“I heard the news today, oh boy…” sang John Lennon a lifetime ago when the Beatles released “A Day In The Life.” I realize I am dating myself if I tell you that I spent part of the summer of 1967 trying to get a tan while Sergeant Pepper’s Lonely Hearts Club Band shot to the top of the charts. I listened on my Sony transistor radio, (which was quite cool in the techno department for its time,) and all I got for my time was a sun burn.
It’s over 45 years later, and in keeping with the theme of “get-to-or-got-to” as set forth by our Mayor on page… I became aware once again that I have a choice to make. The news as of Publication Day is that it looks like several individuals were involved in the most recent Boston Massacre, Mahmoud Ahmedinejad may have been arrested in Iran, our African American President wants God to bless the Planned Parenthood organization, (which routinely kills pre-born African Americans for a price), and the FDA wants to lower the age teenagers can get the “morning after pill” without parental consent to 15.
There is a lot about which one can be bummed. But if I may share with you what Athens Now columnist Will Anderson refers to as “pathological optimism,” I need to tell you about my “day in the life.”
It began at 7:15 am with the Boy Scout Breakfast held at Beasley Center. Frank Travis led the men’s choir, and we had church. The value of the Boy Scouts was once again demonstrated, and no one was outside objecting or filing suit against the BSA. Coach Bobby Wallace gave a marvelous speech, and Amanda Smith and her crew from Endless Catering served a delicious breakfast.
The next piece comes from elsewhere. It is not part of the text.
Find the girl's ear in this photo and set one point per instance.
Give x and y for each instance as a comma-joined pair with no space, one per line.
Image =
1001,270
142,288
I worked a good chunk of the day in my “hidey hole” office, which is located on the second floor of the Craftsman Cottage on the corner of Market and Clinton. We had a crisis, which invariably occurs each “Pub Day,” and I had to do whatever it took to get a hold of some illustrations for the article on Ms. Ruth Truett. Somehow the photos had become lost in cyberspace, and I GOT to zip over to Athens Rehab and Senior Care Center to participate in a technological miracle that even 20 years ago would have been unthinkable: using a thumb drive to transfer the photos from one computer to my laptop, and the whole process took minutes. Back I zipped over the railroad tracks to Inez’s Soul Food For Real, where Salena Cain had made lunch for me with love. I GOT a hug from Ms. Salena, who sent me on my way.
I felt like a kid whose mom had carefully prepared my lunch, and you could taste the love in it. All day long I loved Athens, and Athens loved me, the entire experience being an ongoing series of gifts from my Daddy God, each being unwrapped incident by incident.
I ended up at Chick-fil-a and was told I am a blessing. I worked there til closing, stopped by Publix to get some milk, and once again was treated like kin. My day, though challenging, was marvelous, and I GET to thank God for the privilege of being an Athenian Alabamian American Ali who is indeed “living the dream” as the publisher of Athens Now. “I heard the news today, oh boy….” and it was good!